Next, the bonding method of the substrate for a planar plate will be described in the order of steps.

First, as shown in Figure 4(a), on the opposite surfaces of the upper fixed plate 1 and the lower fixed plate 2, the upper substrate A and the lower substrate coated with adhesive C and filled with liquid crystals are pre-aligned and placed respectively. B, the two substrates A and B are sucked and held by the suction and adsorption mechanisms 3a, 3a and the electrostatic adsorption mechanisms 3b, 3b so that they cannot move.

Afterwards, as shown in Figure 4(b), the upper fixed plate 1 and the lower fixed plate 2 are approached by the action of the lifting mechanism 6, so that the engaging portion 4d protruding from the upper fixed plate 1 peripheral portion 1a is closely engaged with the The ring-shaped sealing member 4b on the moving block 4a divides the upper fixed plate 1 and the lower fixed plate 2 to form a closed space S surrounding the two base plates A, B.

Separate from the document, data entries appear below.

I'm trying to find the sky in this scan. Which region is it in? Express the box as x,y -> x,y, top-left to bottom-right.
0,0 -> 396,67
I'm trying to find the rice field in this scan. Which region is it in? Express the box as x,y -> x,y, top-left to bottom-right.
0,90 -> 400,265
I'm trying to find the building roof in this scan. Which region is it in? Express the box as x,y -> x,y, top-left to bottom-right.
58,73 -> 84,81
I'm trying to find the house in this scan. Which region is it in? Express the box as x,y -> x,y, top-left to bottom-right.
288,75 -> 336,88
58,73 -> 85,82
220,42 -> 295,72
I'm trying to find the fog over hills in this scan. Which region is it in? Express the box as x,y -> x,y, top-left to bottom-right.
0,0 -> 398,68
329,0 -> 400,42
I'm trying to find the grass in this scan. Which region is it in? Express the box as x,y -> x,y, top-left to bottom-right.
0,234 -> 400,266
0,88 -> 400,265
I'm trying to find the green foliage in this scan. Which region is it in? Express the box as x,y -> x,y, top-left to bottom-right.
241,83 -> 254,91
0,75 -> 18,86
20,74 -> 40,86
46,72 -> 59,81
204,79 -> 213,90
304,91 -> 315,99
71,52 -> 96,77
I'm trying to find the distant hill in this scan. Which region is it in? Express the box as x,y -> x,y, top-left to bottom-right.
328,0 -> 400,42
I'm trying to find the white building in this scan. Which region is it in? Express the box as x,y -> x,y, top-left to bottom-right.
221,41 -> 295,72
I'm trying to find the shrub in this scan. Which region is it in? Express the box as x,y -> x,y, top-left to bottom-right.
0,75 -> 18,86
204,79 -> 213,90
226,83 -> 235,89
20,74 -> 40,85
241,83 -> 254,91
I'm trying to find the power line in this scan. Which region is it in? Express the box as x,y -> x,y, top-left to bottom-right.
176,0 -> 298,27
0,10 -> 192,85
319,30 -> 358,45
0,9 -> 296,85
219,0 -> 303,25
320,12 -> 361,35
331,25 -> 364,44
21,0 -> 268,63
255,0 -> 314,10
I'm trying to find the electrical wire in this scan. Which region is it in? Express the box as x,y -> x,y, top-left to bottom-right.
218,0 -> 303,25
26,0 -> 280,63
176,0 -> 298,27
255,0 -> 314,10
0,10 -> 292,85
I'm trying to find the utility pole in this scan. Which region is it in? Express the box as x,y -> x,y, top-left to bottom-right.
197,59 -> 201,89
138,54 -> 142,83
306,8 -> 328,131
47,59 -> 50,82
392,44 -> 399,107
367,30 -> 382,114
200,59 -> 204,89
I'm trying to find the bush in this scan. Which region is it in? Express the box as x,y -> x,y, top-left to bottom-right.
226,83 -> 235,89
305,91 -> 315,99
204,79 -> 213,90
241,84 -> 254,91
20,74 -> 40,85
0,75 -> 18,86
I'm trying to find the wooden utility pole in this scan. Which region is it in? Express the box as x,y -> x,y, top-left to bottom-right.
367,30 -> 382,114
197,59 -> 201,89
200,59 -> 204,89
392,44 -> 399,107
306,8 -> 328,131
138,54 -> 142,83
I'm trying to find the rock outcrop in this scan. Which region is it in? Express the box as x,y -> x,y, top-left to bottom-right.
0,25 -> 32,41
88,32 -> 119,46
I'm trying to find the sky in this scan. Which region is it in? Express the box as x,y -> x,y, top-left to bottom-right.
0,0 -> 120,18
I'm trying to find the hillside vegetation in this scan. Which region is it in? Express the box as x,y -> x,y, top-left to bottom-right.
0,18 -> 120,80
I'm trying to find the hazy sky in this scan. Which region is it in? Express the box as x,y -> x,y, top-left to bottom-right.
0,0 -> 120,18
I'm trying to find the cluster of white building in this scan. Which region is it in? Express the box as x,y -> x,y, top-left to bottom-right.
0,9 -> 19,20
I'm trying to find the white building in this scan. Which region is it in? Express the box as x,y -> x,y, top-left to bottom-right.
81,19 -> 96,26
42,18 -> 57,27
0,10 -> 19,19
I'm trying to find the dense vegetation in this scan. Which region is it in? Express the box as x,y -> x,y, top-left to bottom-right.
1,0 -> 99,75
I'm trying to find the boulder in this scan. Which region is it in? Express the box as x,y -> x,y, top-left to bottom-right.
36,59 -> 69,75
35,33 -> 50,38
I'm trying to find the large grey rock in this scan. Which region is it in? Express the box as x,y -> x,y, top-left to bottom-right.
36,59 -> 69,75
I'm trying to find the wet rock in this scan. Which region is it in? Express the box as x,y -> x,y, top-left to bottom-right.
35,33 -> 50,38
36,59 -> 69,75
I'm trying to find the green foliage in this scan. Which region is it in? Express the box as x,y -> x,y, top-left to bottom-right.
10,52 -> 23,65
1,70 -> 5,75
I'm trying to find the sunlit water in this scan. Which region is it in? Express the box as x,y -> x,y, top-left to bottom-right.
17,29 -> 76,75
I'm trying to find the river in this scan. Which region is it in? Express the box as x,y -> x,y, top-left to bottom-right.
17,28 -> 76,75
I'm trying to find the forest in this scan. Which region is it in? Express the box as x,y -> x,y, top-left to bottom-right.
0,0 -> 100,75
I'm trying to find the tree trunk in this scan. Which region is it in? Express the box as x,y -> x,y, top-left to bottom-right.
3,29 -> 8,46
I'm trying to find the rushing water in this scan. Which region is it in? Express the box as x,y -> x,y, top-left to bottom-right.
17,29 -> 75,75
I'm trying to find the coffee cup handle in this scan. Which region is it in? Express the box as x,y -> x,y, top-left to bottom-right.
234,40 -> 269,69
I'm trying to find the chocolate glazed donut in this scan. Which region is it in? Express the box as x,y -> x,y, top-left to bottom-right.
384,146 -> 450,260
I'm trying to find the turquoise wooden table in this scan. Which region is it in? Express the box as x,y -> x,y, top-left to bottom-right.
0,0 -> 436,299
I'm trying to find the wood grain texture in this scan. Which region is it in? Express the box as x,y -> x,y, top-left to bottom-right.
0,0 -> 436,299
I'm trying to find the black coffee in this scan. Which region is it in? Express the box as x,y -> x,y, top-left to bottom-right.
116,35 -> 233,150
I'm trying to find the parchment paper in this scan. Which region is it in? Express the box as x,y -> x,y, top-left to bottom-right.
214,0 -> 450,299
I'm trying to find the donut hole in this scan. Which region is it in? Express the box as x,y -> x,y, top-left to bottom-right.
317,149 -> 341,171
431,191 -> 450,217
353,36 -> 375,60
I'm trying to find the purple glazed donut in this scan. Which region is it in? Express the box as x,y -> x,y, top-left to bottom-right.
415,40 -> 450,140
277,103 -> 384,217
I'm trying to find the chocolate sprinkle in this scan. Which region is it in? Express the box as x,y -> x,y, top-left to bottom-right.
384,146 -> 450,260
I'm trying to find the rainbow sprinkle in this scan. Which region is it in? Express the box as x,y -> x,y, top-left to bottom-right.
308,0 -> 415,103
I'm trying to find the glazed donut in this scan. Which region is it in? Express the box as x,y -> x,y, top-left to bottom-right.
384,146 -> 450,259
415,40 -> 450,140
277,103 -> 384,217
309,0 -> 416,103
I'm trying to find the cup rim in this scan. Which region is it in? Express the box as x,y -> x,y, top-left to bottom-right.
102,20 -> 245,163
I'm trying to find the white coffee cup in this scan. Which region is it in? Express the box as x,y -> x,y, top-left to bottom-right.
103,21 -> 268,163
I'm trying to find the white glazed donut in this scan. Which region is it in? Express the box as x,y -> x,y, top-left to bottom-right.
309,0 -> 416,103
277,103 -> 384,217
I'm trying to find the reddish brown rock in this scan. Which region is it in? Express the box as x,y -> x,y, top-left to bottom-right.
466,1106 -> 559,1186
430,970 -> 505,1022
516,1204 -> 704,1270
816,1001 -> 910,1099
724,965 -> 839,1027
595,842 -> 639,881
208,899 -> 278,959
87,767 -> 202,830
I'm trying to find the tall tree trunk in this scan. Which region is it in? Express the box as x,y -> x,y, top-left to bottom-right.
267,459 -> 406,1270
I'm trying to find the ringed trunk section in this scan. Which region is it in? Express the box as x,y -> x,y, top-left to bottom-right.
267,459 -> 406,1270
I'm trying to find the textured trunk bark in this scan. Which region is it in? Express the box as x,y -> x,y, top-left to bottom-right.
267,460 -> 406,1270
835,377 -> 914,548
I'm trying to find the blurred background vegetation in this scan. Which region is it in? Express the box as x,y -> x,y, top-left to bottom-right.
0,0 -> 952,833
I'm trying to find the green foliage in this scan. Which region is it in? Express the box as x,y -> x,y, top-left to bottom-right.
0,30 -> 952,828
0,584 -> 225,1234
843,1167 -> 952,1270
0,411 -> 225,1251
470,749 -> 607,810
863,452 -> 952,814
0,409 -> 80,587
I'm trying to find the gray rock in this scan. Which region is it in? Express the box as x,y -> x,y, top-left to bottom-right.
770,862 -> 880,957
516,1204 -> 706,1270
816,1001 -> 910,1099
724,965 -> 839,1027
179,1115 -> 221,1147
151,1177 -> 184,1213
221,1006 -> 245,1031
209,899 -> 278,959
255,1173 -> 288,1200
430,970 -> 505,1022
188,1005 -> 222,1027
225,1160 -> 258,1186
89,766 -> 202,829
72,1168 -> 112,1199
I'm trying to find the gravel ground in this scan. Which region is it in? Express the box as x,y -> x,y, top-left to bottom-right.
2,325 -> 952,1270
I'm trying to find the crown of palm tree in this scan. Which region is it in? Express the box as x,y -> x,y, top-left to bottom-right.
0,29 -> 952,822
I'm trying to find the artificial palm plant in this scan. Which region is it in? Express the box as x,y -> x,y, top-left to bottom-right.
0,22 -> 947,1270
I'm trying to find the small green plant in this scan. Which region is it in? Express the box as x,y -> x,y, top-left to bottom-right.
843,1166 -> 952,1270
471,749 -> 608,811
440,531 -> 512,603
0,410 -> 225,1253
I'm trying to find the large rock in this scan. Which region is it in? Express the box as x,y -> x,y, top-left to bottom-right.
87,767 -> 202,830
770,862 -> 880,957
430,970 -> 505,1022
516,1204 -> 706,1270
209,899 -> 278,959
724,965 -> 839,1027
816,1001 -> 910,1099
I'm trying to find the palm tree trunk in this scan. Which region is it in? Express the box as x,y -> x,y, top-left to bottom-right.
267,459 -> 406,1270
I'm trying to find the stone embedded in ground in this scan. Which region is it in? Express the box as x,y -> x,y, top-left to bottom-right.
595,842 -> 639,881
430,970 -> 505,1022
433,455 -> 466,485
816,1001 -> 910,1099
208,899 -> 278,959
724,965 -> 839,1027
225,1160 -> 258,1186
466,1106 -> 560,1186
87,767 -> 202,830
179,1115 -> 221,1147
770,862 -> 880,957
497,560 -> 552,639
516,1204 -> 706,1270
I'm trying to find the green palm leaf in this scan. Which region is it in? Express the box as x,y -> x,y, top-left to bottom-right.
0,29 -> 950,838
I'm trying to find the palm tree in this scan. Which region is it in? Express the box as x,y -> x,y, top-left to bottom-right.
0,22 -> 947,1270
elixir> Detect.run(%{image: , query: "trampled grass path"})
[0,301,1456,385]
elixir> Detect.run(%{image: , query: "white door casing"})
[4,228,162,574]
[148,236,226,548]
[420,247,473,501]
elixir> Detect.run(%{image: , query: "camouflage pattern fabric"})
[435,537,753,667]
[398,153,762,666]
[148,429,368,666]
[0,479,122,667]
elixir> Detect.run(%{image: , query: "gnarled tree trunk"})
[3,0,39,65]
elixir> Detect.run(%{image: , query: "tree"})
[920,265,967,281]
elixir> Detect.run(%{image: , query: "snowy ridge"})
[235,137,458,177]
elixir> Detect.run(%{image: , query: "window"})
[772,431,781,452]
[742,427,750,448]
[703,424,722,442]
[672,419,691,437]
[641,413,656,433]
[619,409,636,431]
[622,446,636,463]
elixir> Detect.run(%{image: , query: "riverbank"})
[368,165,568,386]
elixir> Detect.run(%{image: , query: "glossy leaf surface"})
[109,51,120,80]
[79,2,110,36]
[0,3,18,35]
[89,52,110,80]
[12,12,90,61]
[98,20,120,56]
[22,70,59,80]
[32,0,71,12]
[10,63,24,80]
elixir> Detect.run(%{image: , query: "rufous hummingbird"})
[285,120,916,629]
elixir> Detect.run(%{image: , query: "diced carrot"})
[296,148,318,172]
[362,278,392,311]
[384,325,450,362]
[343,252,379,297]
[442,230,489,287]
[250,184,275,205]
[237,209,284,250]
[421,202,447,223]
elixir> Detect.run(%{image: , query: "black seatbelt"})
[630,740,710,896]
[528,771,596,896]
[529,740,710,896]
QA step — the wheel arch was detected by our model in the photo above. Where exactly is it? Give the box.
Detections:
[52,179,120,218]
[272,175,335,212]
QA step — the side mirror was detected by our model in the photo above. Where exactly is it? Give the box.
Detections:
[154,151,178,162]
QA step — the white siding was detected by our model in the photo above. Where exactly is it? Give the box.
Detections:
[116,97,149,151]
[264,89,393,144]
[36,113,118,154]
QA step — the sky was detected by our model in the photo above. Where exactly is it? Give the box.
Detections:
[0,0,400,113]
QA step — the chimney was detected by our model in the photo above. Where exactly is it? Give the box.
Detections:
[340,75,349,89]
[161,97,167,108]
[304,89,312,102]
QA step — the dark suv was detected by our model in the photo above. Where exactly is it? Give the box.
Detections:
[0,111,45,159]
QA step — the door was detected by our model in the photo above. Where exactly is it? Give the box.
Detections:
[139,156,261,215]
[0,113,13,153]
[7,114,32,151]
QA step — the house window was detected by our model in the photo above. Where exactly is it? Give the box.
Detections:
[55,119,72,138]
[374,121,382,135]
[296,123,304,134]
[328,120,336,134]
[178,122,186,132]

At the same time, the two substrates A and B are positioned close to a predetermined distance by the approaching movement of the upper support plate 1 and the lower support plate 2, and face each other with a gap of about 1 mm in this state.

However, the ring-shaped adhesive C coated on the substrate B does not contact the other substrate A, so the space S between the two substrates A and B communicates.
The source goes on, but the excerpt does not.